Kasper’s hire is not “Harry Caray from the Sox to the Cubs” huge, but it’s nevertheless a sizable move across baseball and media landscapes at a time when perceptions of the city’s two ball clubs seem to be are in flux.

WMVP-AM 1000, which last month was named the Sox’s new radio flagship, plans to formally announce the addition of Kasper on Friday morning. The Athletic reported his move late Thursday.

Marquee Sports Network, the joint TV venture of the Cubs and Sinclair Broadcast Group, appears poised to install Fox Sports’ Chris Myers as Kasper’s replacement alongside analyst Jim Deshaies.

Myers, 61, was to be Kasper’s backup on 2020 Cubs games on Marquee until COVID-19 disrupted plans for … everything. He had been brought aboard with the endorsement of actor-fan Bill Murray.

Kasper, who turns 50 next month, will join longtime White Sox analyst Darrin Jackson in the team’s radio booth as replacement for Andy Masur, who was thrust into the play-by-play job after veteran announcer Ed Farmer died last spring.

As if succeeding Farmer weren’t enough, Masur was saddled with doing so in a season when baseball announcers had to call both home and road games from their home stadiums as a health precaution.

Neither circumstance was ideal.

Joining the White Sox radio crew doesn’t just give Kasper the opportunity to ditch his tie and jacket, it allows him to get back to his radio roots.

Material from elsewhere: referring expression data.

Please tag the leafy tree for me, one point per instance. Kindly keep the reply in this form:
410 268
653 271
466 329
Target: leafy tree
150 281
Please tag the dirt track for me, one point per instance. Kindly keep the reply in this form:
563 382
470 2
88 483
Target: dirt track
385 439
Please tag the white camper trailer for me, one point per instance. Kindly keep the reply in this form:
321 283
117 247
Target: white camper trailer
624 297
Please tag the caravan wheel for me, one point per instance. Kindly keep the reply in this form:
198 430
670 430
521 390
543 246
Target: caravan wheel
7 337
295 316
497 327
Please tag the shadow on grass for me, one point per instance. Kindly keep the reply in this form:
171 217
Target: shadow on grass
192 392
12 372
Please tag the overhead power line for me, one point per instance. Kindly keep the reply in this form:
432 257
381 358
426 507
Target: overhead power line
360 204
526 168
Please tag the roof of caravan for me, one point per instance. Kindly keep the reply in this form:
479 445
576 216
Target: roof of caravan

While many TV announcers take days off when ESPN or Fox picks up games, Kasper has availed himself of the opportunity to contribute to Cubs radio broadcasts with Pat Hughes and Ron Coomer. Kasper also has been part of WSCR-AM 670 1/4 u2032s pregame coverage.

The Athletic also reported Kasper’s desire to call a World Series played a role, an opportunity unavailable to local TV announcers.

The White Sox are returning to the radio station that they won the 2005 World Series on, with John Rooney announcing it — and they’ve got another seasoned voice to call the action.

Kasper’s move is just the latest sign of how much change the Cubs are undergoing.

This offseason already had seen the departures of Cubs baseball boss Theo Epstein and pitcher Jon Lester, as well as non-tender statuses for 2016 World Series alumni Kyle Schwarber and Albert Almora Jr. following the layoff of many behind-the-scenes baseball and business staffers.

Kasper’s hire beefs up a Sox announcing corps that already includes NBC Sports Chicago’s Jason Benetti and Steve Stone, perhaps the best local TV announcer and analyst team in baseball.

Adam Amin, a rising star at Fox Sports and the incoming TV voice of the NBA’s Bulls on NBC Sports Chicago, has talked about using a recording of Kasper’s WGN-Ch. 9 call of Aramis Ramirez’s 2007 walk-off home run against the Brewers as a ring-tone when attending Valparaiso University.

Amin’s alarm every morning was: “The pitch to Aramis. There’s a drive, deep left-center! Cubs win! They win it! Ramirez, two-run shot! Oh, baby! Can you believe it?!?”

Said Amin: “My roommate hated me.”

Kasper was play-by-play man of the Miami Marlins for three seasons before becoming the Cubs’ lead TV announcer in 2005.

A graduate of Marquette University, he earlier had called select Milwaukee Brewers games from 1999-2001. He also for a time was host of pregame and halftime shows for the Green Bay Packers’ radio network.

Now it’s goodbye Cubs blue, and hello black and white.